Bag charms, NFT et fin de l’art / Bag charms, NFTs, and the end of art

Me promenant dans les rues de Séoul, je remarque une accumulation frappante de porte-clés ornés de peluches. L’observation, en elle-même banale, acquiert une certaine densité lorsqu’on cherche à en saisir la portée. Ces objets ne constituent pas simplement un phénomène de mode passagère ou une préférence esthétique particulière à la culture coréenne. Ils semblent plutôt révéler quelque chose de plus profond : une certaine structure de l’imaginaire contemporain, une manière dont l’enfance elle-même a été intégrée au processus de circulation marchande.
Ces peluches ne renvoient pas à l’enfance telle qu’on pourrait la concevoir dans sa dimension existentielle, cet état d’absence de langage, de rapport primordial au monde. Elles renvoient à une enfance manufacturée, une enfance qui n’a jamais existé en dehors des images publicitaires, des écrans animés, des stratégies de branding global. C’est une enfance qui a été pensée, calculée, testée sur des groupes de consommateurs avant d’être distribuée. Et ce qui frappe le plus, c’est que personne ne semble le trouver étrange.
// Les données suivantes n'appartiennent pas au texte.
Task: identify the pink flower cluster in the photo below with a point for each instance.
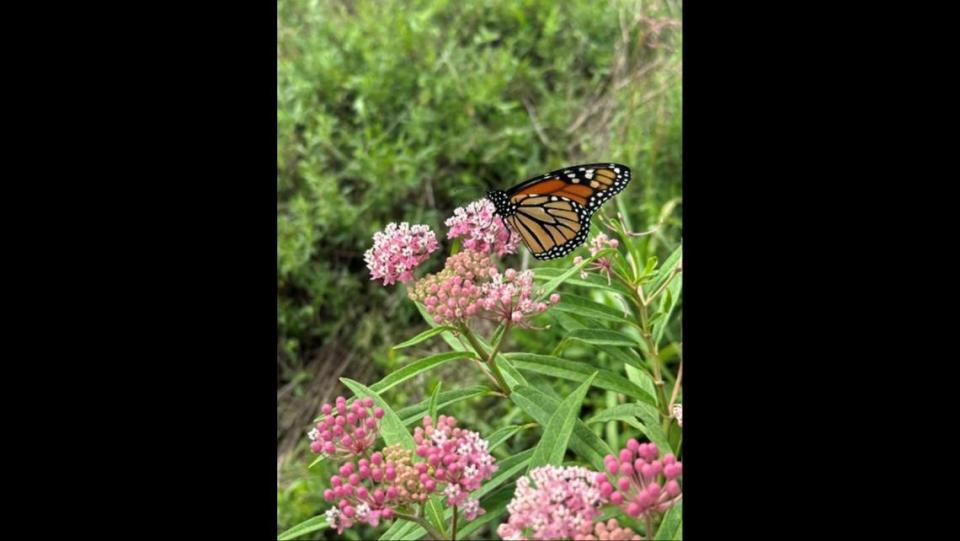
(554, 502)
(603, 264)
(481, 230)
(612, 531)
(456, 457)
(470, 285)
(510, 296)
(344, 432)
(373, 488)
(397, 250)
(640, 478)
(453, 294)
(367, 490)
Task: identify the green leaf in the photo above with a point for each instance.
(670, 527)
(494, 506)
(650, 417)
(412, 414)
(506, 469)
(672, 294)
(559, 428)
(391, 427)
(447, 336)
(664, 272)
(590, 309)
(577, 371)
(433, 513)
(423, 336)
(600, 337)
(539, 406)
(593, 281)
(559, 279)
(318, 522)
(501, 435)
(434, 402)
(643, 379)
(651, 264)
(416, 367)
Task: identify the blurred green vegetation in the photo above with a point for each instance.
(402, 111)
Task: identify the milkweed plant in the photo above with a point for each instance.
(441, 481)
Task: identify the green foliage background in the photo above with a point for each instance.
(402, 111)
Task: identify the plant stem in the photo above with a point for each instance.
(423, 523)
(481, 352)
(673, 397)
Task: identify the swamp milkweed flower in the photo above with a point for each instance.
(643, 483)
(554, 502)
(481, 230)
(397, 250)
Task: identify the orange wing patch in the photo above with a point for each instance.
(546, 187)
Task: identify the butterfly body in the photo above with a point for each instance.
(552, 212)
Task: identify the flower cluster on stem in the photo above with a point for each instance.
(397, 250)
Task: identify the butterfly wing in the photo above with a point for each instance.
(551, 226)
(552, 211)
(589, 185)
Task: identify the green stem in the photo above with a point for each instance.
(453, 528)
(481, 352)
(423, 523)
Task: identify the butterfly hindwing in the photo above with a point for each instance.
(552, 212)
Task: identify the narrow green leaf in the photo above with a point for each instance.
(412, 414)
(429, 333)
(411, 370)
(434, 402)
(506, 469)
(555, 282)
(673, 293)
(494, 506)
(590, 309)
(501, 435)
(670, 526)
(577, 371)
(556, 433)
(593, 281)
(434, 514)
(539, 406)
(603, 338)
(447, 336)
(651, 264)
(668, 266)
(643, 379)
(318, 522)
(391, 427)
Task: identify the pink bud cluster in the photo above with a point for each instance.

Il faut noter que ces accessoires, appelés bag charms en Corée du Sud, ne servent strictement aucune fonction pratique. Contrairement à leur appellation trompeuse de “porte-clés”, ils n’ont pas de clés attachées. Leur seule fonction est esthétique, ou plus précisément, leur fonction est de signifier une certaine appartenance à un régime de consommation particulier. Ils sont devenus, en quelques années seulement, le phénomène de marché le plus significatif parmi les jeunes consommatrices coréennes, dépassant même les cartes de photos dédicacées des idoles K-pop, qui avaient dominé les années précédentes.
La première question qui se pose est celle de l’homogénéité. Si Séoul offre un exemple particulièrement visible, ce phénomène n’est pas limité géographiquement. On retrouve les mêmes peluches à Tokyo, à Los Angeles, à Paris. Les mêmes formes, les mêmes couleurs, la même douceur sans aspérité. Ce qui devrait être marqué par une singularité, l’enfance de chacun, ses rêves propres, ses monstres personnels, s’est transformé en une expérience entièrement standardisée.
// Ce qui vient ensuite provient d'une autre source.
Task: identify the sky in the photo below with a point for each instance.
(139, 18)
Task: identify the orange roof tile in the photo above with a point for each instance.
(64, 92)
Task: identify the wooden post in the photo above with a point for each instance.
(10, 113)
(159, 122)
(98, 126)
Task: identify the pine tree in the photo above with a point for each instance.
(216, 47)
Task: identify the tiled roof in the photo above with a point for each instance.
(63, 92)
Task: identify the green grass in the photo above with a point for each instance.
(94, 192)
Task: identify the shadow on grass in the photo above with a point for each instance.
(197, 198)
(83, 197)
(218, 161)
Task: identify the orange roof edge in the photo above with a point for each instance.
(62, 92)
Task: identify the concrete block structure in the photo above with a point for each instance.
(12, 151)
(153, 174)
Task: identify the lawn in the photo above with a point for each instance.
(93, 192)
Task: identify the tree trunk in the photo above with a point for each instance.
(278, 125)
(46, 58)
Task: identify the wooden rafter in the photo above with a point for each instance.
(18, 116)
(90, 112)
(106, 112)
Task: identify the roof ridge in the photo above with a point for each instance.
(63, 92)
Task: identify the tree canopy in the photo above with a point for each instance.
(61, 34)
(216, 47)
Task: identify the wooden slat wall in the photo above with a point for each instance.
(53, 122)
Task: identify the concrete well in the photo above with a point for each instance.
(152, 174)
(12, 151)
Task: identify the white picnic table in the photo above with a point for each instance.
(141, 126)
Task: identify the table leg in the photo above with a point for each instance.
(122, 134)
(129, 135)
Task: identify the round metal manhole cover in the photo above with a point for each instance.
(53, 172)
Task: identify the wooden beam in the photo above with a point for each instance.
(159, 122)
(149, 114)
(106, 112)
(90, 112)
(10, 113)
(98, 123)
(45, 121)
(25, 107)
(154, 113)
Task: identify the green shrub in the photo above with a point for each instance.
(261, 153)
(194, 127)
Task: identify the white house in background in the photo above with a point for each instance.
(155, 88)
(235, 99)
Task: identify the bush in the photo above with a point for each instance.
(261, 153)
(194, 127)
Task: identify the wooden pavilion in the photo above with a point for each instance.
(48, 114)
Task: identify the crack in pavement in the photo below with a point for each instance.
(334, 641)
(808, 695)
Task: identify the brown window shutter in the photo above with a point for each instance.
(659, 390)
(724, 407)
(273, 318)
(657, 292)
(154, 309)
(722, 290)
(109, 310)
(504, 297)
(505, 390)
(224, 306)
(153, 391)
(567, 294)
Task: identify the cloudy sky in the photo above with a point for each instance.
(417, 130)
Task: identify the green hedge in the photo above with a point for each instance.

Or, voici où la situation devient particulièrement problématique : les consommatrices elles-mêmes revendiquent que ces accessoires représentent une forme d’expression personnelle. L’une d’elles déclare : “Comme quelqu’un qui n’investit pas énormément dans les vêtements, ces accessoires me permettent d’exprimer mon caractère à travers leurs apparences uniques.” Une autre affirme qu’elle aime “personnaliser les porte-clés et les charms pour qu’ils correspondent à mon goût”. Des produits dérivés ont même émergé, des vêtements, des bijoux, des accessoires spécialement conçus pour les peluches elles-mêmes, permettant une customisation infinie.
C’est ici que nous touchons à quelque chose d’essentiel : le marché a appris à produire non seulement des objets standardisés, mais aussi l’illusion d’une singularité personnelle. Les consommatrices ne se trompent pas, elles choisissent réellement parmi une variété d’options, elles assemblent leurs propres combinaisons, elles se les approprient. Mais cette appropriation se déploie entièrement à l’intérieur d’un cadre marchand préexistant. L’espace de liberté artistique n’a pas disparu ; il a simplement été intégralement absorbé par les logiques du commerce d’une manière beaucoup plus profonde qu’on ne le croyait.
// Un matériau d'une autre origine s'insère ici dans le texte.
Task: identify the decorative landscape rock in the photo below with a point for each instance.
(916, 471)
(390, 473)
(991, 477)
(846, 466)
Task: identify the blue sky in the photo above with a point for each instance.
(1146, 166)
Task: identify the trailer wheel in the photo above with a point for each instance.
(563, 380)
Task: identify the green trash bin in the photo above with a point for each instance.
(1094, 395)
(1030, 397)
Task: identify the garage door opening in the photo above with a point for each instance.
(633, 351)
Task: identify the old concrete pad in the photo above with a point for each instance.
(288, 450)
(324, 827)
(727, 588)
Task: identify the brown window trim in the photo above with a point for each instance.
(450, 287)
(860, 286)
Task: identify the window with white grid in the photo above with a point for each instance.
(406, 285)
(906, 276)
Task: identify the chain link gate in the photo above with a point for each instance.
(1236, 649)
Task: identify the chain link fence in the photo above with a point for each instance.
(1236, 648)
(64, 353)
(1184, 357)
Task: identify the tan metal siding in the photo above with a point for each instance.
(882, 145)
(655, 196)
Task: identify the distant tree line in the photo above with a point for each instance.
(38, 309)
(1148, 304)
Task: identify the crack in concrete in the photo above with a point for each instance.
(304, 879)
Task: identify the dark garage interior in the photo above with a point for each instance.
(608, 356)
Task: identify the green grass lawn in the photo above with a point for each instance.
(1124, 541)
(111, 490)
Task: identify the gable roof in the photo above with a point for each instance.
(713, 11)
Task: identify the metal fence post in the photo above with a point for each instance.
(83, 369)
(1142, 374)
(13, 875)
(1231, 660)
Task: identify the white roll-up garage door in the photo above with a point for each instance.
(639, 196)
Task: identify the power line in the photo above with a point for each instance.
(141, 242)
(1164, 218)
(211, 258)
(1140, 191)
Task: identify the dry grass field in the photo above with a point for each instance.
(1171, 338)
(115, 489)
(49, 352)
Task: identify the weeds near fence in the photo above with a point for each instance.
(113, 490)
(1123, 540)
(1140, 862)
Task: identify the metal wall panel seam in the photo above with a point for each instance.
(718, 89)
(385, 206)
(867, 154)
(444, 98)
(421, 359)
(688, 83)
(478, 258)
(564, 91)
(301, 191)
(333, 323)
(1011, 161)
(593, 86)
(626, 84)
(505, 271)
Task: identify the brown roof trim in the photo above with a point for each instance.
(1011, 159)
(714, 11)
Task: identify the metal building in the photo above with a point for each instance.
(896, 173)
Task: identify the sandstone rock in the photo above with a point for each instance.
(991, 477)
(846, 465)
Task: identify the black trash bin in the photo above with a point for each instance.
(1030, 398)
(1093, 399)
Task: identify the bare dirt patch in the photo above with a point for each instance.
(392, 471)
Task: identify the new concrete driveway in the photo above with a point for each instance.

Ce qui distinguait traditionnellement l’art de l’industrie culturelle, cette tension entre la vie et son expression, entre ce qui est et ce qui pourrait être, s’est progressivement estompé. L’art suppose une certaine violence faite aux formes existantes, une tentative de faire émerger quelque chose qui n’avait pas encore de place dans le monde. Même les artistes du siècle dernier qui détournaient l’imagerie commerciale, comme les pop artistes, maintenaient une distance critique par rapport à ce qu’ils représentaient.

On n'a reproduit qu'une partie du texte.